Two unsuccessful SLMC candidates, Dr. A. L. M. Hafrath and M. S. Thowfeek were also named national list candidates. Partymen resented their appointments. But for the top leadership, there was no alternative but to satisfy the SLMC as they did the CWC. Hafrath and Thowfeek contested Kurunegala and Trincomalee districts respectively. They lost badly. Hafrath is the General Secretary of the SLMC.

It was obvious that both the CWC and the SLMC have succeeded in reaching pre-poll arrangements with the UNP leadership. Genuine UNPers suffered as the party in its successful bid to defeat President Kumaratunga’s administration, had to reach a series of agreements with constituents parties. Apart from the losers who were given parliamentary seats, most of the PA dissidents did not contest the elections. They opted to enter parliament through the national list. But at least they were on the original national list. G. L. Peiris, S. B. Dissanayake and Jayasundera Wijekoon were accommodated in the final list. The list also included K. N. Choksy, Tilak Marapana, A. R. M. A. Cader, A. H. M. Azwer, M. S. M. Salman, P. P. Radhakrishnan and M. M. Mushthapa.

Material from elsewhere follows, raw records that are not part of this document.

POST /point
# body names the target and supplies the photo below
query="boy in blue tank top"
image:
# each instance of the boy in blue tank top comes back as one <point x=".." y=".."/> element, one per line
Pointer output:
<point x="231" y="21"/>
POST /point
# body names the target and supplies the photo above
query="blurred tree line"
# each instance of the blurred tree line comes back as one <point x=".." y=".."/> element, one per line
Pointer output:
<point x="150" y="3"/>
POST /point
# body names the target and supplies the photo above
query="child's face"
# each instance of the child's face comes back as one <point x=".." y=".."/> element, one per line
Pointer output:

Some good people were left out. Indrani Iriyagolla, wife of Gamini Iriyagolla and the daughter-in-law of the late I. M. R. A. Iriyagolla, education minister of the then Dudley Senanayake government was among them. Both the UNP and the PA did not appoint a single woman through the national list.

Ex-UNP MPs, Rohan Tissa Abeygunasekera, M. L. M. Aboosally, Dr. Ranjith Atapattu and Anura Bastian and ex-CWC MP P. P. Devaraj were left out with Prasanna Gunawardene, a son of the late Philip Gunawardene and brother of two former ministers, Indika and Dinesh. Prasanna was lucky. He was rewarded with the prestigious post of the mayor of Colombo. Obviously it was made at the expense of former Mayor Omar Kamil.

SLMC leader Rauff Hakeem’s brother Dr. A. R. Abdul Hafees, who failed to enter parliament despite being in the original national list was later appointed a member of Rauff’s personal staff.

The SLMC not only had the opportunity of appointing some of its members (unsuccessful candidates) through the UNP national list. It was also able to make a single appointment from its own national list as the party fielded candidates on its own as well. A. A. M. Bawa was appointed the SLMC’s only national list MP.

The JVP made three national list appointments while the TULF made one. But none were offered to candidates rejected by the people.

There was no doubt the situation would be worse following the next general elections. Ultimately there would not be any from the original national lists of the PA and the UNP. Instead the parliament will be packed with politicians rejected by the people. Whatever the proposed constitutional changes, the two major parties and minority parties have signalled that they were not ready to introduce changes which would be detrimental to their interests.

The present system has allowed those who fail at the parliamentary level to move to provincial councils or even local government bodies. So far they have not moved from parliament to local government bodies but the possibility cannot be ruled out if whichever government in power decides to issue car permits to members of the "lesser" elected councils.